Weird interaction between aggregation and multiprocessing on DaskArrays
What happened?
When I try to run a modified version of the example from the dropna documentation (see below), it creates a never terminating process. To reproduce it I added a rolling operation before dropping nans and then run 4 processes using the standard library multiprocessing Pool class on DaskArrays. Running the rolling + dropna in a for loop finishes as expectedly in no time.
What did you expect to happen?
There is nothing obvious to me why this wouldn't just work unless there is a weird interaction between the Dask threads and the different processes. Using Xarray+Dask+Multiprocessing seems to work for me on other functions, it seems to be this particular combination that is problematic.

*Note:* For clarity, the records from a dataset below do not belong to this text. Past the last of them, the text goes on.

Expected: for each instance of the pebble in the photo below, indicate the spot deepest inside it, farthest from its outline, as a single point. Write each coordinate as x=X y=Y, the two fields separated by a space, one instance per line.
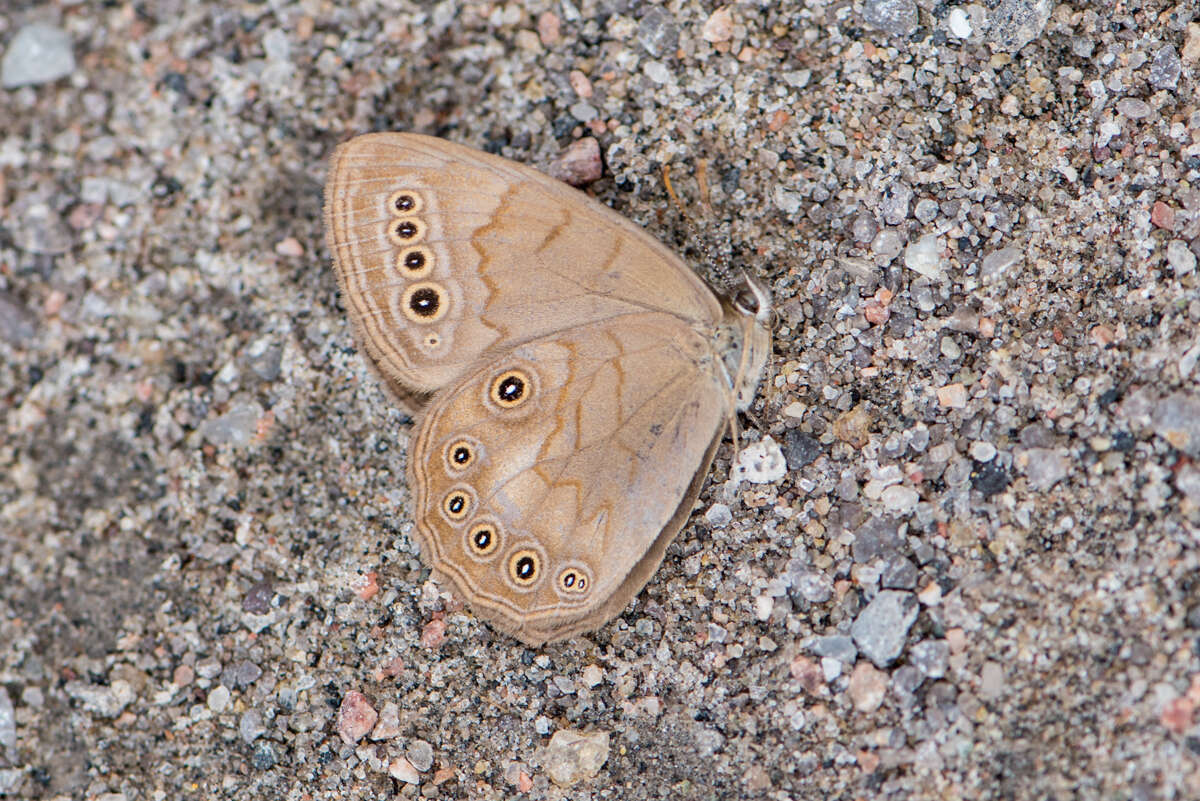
x=355 y=717
x=868 y=686
x=924 y=257
x=881 y=628
x=719 y=516
x=760 y=463
x=420 y=753
x=895 y=17
x=574 y=756
x=37 y=54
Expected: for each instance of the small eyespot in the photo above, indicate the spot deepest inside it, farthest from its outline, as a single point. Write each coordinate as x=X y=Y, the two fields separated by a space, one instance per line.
x=525 y=567
x=510 y=389
x=574 y=580
x=456 y=505
x=483 y=538
x=461 y=455
x=405 y=202
x=424 y=302
x=406 y=232
x=415 y=262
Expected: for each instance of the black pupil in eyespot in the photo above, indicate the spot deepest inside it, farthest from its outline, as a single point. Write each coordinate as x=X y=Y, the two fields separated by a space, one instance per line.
x=424 y=302
x=511 y=389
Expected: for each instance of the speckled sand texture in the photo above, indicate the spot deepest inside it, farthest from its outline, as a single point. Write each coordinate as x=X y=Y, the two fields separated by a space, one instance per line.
x=977 y=578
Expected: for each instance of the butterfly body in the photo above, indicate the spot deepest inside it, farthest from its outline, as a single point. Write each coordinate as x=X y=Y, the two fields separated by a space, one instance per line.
x=571 y=375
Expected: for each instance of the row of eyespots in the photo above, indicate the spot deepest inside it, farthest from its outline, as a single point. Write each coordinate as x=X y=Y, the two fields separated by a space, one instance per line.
x=425 y=301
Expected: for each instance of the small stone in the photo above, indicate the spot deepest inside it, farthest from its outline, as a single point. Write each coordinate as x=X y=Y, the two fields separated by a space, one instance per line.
x=719 y=26
x=1176 y=419
x=1165 y=67
x=799 y=449
x=952 y=396
x=574 y=756
x=882 y=626
x=930 y=656
x=402 y=770
x=251 y=726
x=388 y=726
x=719 y=516
x=1044 y=467
x=895 y=17
x=1181 y=258
x=924 y=257
x=760 y=463
x=997 y=263
x=835 y=646
x=219 y=699
x=235 y=428
x=899 y=499
x=420 y=753
x=37 y=54
x=868 y=686
x=355 y=717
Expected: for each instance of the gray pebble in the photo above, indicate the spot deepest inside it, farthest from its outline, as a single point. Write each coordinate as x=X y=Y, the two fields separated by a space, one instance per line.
x=881 y=628
x=37 y=54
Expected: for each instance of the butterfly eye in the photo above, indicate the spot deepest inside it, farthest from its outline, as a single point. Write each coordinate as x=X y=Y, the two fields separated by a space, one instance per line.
x=415 y=262
x=461 y=455
x=456 y=505
x=525 y=567
x=510 y=389
x=483 y=540
x=406 y=232
x=405 y=202
x=574 y=580
x=424 y=302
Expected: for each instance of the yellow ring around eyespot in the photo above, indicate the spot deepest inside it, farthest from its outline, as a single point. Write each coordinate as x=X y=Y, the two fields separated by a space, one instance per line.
x=403 y=232
x=492 y=544
x=517 y=561
x=407 y=259
x=425 y=291
x=417 y=203
x=502 y=389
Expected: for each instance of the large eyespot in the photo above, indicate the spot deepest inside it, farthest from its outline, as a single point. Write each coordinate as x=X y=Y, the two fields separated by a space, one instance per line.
x=525 y=567
x=573 y=580
x=405 y=202
x=457 y=504
x=510 y=389
x=406 y=230
x=483 y=538
x=461 y=453
x=415 y=262
x=424 y=302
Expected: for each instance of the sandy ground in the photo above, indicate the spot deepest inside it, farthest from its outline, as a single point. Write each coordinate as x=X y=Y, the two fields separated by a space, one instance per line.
x=978 y=578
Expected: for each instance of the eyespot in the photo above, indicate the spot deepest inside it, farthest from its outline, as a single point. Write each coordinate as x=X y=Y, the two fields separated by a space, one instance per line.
x=424 y=302
x=406 y=230
x=457 y=504
x=415 y=262
x=525 y=567
x=405 y=202
x=510 y=389
x=461 y=455
x=573 y=580
x=483 y=538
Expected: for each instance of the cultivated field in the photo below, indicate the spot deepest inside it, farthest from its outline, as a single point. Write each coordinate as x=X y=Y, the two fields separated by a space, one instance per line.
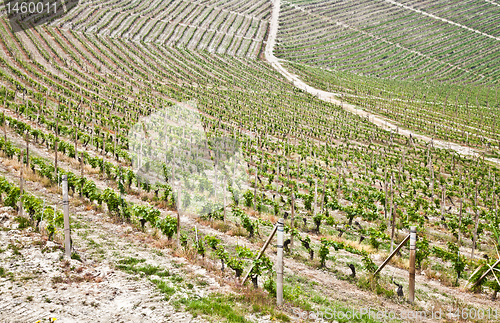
x=73 y=93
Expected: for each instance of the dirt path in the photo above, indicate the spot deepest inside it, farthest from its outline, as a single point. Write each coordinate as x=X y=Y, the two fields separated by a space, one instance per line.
x=379 y=121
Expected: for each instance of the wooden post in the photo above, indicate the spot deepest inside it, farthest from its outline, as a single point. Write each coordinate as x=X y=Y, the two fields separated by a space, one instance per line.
x=179 y=217
x=315 y=196
x=279 y=264
x=392 y=254
x=27 y=154
x=292 y=220
x=55 y=147
x=476 y=220
x=261 y=252
x=67 y=238
x=81 y=174
x=224 y=184
x=255 y=190
x=21 y=184
x=393 y=226
x=411 y=284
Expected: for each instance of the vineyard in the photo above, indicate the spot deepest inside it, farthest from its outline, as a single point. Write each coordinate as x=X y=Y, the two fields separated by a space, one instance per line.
x=162 y=116
x=221 y=27
x=394 y=39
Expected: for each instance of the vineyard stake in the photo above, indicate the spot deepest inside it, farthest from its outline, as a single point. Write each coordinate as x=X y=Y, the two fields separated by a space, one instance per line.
x=315 y=196
x=179 y=217
x=21 y=184
x=27 y=153
x=411 y=284
x=392 y=254
x=279 y=264
x=224 y=183
x=261 y=252
x=292 y=221
x=67 y=238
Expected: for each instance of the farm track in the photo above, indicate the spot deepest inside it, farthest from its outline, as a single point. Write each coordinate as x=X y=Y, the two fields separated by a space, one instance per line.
x=326 y=96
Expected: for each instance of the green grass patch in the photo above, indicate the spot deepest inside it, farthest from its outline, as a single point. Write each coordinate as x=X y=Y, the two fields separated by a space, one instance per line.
x=217 y=306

Minimal Complete Verifiable Example
import xarray as xr
import numpy as np
from multiprocessing import Pool
datasets = [xr.Dataset(
{
"temperature": (
["time", "location"],
[[23.4, 24.1], [np.nan if i>1 else 23.4, 22.1 if i<2 else np.nan], [21.8 if i<3 else np.nan, 24.2], [20.5, 25.3]],
)
},
coords={"time": [1, 2, 3, 4], "location": ["A", "B"]},
).chunk(time=2) for i in range(4)]
def process(dataset):
return dataset.rolling(dim={'time':2}).sum().dropna(dim="time", how="all").compute()
# This works as expected
dropped = []
for dataset in datasets:
dropped.append(process(dataset))
# This seems to never finish
with Pool(4) as p:
dropped = p.map(process, datasets)
MVCE confirmation
- [X] Minimal example — the example is as focused as reasonably possible to demonstrate the underlying issue in xarray.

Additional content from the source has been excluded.